Telefonseelsorge: Leitungen laufen im Sommer heiß
Die Telefonseelsorge ist das ganze Jahr über rund um die Uhr unter der Nummer 142 kostenlos erreichbar. hartinger

Heuer sei bisher auch insgesamt auffällig oft das Thema Alkohol und Sucht im Gespräch gewesen. „Vor allem bei Sorge um Angehörige.“ Rückhalt bei der Telefonseelsorge suchen auch Menschen, die sich um suizidgefährdete Personen sorgen. Jugendliche teilen häufig ihre psychischen Belastungen mit der TS. „Ihre Depressionen, Panikattacken, Psychosen belasten ihre Familien, Freunde und Arbeitgeber. Hier kann ein Anruf bei uns wie ein Ventil sein, um den Druck zu verringern.“

Aggressionen nehmen zu

Zugenommen haben nach den bisherigen Auswertungen 2024 auch Aggressionen und Unzufriedenheit. „Immer häufiger sind wir mit Anrufen konfrontiert, bei denen die Anrufer ihren Frust abladen möchten.

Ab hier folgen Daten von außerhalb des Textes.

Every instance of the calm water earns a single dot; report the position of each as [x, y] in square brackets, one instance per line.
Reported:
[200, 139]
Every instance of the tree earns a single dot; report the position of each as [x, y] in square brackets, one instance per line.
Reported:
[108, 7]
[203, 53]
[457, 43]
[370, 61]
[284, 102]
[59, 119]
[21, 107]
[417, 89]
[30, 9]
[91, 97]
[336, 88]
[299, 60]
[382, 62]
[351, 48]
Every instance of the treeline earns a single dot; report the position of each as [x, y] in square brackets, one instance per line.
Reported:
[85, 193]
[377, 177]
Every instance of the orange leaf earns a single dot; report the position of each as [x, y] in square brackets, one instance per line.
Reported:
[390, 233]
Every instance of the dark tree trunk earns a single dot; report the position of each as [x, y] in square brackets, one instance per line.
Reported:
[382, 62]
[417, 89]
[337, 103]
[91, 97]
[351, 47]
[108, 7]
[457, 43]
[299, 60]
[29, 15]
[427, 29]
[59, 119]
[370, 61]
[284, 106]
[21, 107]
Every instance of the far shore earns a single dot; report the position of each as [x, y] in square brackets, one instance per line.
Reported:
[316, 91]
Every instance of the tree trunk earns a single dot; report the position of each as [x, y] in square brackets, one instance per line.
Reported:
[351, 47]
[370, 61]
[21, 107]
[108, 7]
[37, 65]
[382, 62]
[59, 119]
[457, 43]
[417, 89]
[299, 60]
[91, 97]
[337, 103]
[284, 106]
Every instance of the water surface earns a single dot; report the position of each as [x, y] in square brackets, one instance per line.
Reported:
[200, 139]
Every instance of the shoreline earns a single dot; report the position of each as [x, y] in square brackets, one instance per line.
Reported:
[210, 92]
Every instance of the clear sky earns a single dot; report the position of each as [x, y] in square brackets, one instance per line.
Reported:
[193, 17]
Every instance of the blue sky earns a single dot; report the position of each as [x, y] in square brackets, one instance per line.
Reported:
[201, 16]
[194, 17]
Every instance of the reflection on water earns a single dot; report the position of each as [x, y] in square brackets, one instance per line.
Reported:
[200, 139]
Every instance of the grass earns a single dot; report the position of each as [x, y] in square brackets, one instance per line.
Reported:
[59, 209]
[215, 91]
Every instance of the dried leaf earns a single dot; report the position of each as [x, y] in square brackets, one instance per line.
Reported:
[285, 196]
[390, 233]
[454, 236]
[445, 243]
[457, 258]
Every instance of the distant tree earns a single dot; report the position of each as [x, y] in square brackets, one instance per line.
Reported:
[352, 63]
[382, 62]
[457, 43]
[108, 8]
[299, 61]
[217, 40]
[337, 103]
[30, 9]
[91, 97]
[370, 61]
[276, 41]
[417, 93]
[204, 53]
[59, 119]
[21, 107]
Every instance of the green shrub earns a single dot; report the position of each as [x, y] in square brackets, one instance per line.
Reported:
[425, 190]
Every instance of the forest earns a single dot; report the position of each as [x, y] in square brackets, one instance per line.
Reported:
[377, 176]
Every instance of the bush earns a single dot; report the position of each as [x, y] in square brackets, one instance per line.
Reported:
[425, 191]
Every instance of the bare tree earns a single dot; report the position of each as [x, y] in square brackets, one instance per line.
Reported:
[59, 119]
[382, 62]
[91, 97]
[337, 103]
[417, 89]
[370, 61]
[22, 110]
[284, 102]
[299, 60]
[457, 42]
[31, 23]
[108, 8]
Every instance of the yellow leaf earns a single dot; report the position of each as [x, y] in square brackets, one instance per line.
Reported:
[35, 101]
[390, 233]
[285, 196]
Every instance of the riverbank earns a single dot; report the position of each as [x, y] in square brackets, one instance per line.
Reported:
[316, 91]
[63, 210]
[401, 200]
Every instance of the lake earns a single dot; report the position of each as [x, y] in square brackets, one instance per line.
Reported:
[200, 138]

Hier müssen wir manchmal klare Grenzen ziehen, wenn die Angriffe zu persönlich werden. Manchmal übernehmen wir aber auch eine Blitzableiter-Funktion“, sagt Sepp Gröfler.

Zu jeder Zeit erreichbar

Die Auflistung der Anrufgründe zeigt ganz klar: Die Telefonseelsorge ist breit aufgestellt und eine wichtige Anlaufstelle bei Problemsituationen. Sie fungiert als Pannendienst für die Seele – und das rund um die Uhr, das ganze Jahr über. Die ehrenamtlichen Mitarbeiter sind jederzeit per Telefon unter der Nummer 142 kostenlos erreichbar. Zudem gibt es Kontaktmöglichkeiten per E-Mail und Chat.